Two pricing models that both work
All-inclusive. One higher number that covers the baseline plus most of the gray zone and routine extras. Invoices are identical every month, there is nothing to track, and the barn feels premium. The tradeoff: easy keepers quietly subsidize the hard ones, and your headline price looks steep on a tour next to a barn that itemizes.
Base plus fee schedule. A leaner base price with a printed a-la-carte list. It is fairer horse to horse and easier to advertise, but it lives or dies on your ability to actually capture the charges.
Both models succeed all the time. What fails is the accidental third model: a low base price, unwritten extras, and fees that either get invented mid-month or absorbed in silence until the owner burns out. That model is where every nickel-and-diming horror story comes from.

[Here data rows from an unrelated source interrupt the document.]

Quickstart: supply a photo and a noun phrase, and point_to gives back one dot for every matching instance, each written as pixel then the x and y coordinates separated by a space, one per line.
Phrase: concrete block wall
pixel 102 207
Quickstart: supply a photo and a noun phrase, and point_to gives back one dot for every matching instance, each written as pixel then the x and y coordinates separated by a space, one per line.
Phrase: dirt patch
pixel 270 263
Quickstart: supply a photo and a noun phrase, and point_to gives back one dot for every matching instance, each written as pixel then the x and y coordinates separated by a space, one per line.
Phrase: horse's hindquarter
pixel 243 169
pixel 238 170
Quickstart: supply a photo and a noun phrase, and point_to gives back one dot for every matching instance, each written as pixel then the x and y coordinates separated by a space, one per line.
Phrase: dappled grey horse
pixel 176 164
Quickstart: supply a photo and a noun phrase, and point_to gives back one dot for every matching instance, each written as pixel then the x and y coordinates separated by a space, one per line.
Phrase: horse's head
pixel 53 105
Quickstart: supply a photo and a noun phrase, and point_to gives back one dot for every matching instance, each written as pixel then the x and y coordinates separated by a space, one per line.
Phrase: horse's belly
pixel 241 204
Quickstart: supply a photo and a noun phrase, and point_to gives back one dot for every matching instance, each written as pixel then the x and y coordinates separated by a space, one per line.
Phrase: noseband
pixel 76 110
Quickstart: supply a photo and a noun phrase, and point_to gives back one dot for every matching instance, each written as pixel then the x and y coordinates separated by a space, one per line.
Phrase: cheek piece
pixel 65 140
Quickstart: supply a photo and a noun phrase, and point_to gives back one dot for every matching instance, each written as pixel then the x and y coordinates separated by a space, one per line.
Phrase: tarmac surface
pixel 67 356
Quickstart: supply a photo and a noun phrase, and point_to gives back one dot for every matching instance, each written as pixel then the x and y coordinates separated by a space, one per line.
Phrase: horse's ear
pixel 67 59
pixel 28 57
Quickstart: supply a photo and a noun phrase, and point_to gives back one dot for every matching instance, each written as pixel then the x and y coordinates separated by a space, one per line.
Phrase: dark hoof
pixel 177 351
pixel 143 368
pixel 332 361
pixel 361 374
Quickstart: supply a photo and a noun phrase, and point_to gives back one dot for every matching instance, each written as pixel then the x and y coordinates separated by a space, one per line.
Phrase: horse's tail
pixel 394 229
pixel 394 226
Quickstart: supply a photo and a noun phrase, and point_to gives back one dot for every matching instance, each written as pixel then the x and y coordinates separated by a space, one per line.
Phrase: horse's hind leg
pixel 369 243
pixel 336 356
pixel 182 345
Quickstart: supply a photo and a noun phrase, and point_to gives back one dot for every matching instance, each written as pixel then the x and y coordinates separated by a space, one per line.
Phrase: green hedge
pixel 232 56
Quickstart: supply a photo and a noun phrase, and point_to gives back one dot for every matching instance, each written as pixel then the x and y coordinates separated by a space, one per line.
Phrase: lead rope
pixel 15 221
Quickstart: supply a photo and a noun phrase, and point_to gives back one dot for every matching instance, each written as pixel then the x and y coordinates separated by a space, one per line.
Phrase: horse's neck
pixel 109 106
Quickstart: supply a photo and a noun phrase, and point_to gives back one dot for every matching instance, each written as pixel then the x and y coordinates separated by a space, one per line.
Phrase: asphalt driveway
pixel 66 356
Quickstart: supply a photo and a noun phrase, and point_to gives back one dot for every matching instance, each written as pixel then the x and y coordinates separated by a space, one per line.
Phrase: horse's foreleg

There is a quieter failure hiding inside the itemized model too. The blanket change happens in the aisle at 6 a.m. The invoice gets built at a desk three weeks later. Everything done in between and never written down is revenue you earned and gave away. Barns running on memory and whiteboards leak these charges constantly; it is one of the specific problems OnStride™ was built for, logging the charge on the horse the moment the work happens so the invoice matches reality instead of memory.
See it working in a real barn.
A 30-minute walkthrough of OnStride™, tailored to your operation.
Put it in writing, price it, no surprises
Whichever model you choose, the discipline is the same:
- Write the full inclusion list into the boarding contract, with quantities and schedules stated.
- Attach the fee schedule as a contract exhibit, post it in the barn, and walk every new boarder through it at move-in.
- Apply it evenly. The fastest way to poison a barn is charging one boarder for something you comp for another.
- Change prices the way you change board: in writing, with notice, never retroactively.
- Bill everything you said you would bill, the month it happens. Absorbing charges silently is not generosity, it is mispricing, and it ends in a board increase nobody understands.
The short version
- Full care means the horse's ordinary day is fully handled: stall, stated hay and grain, water, turnout, handling, daily eyes-on.
- Real labor beyond the ordinary day, meds, wraps, private holds, extra blanket changes, special feed prep, is fair to charge for.
- Price extras from your labor cost, in honest minutes, at a number you can explain in one sentence.
- All-inclusive and itemized both work. Vague and unwritten does not.
- The fee never causes the fight. The surprise does. Put it in writing, price it, and there are no surprises left to fight about.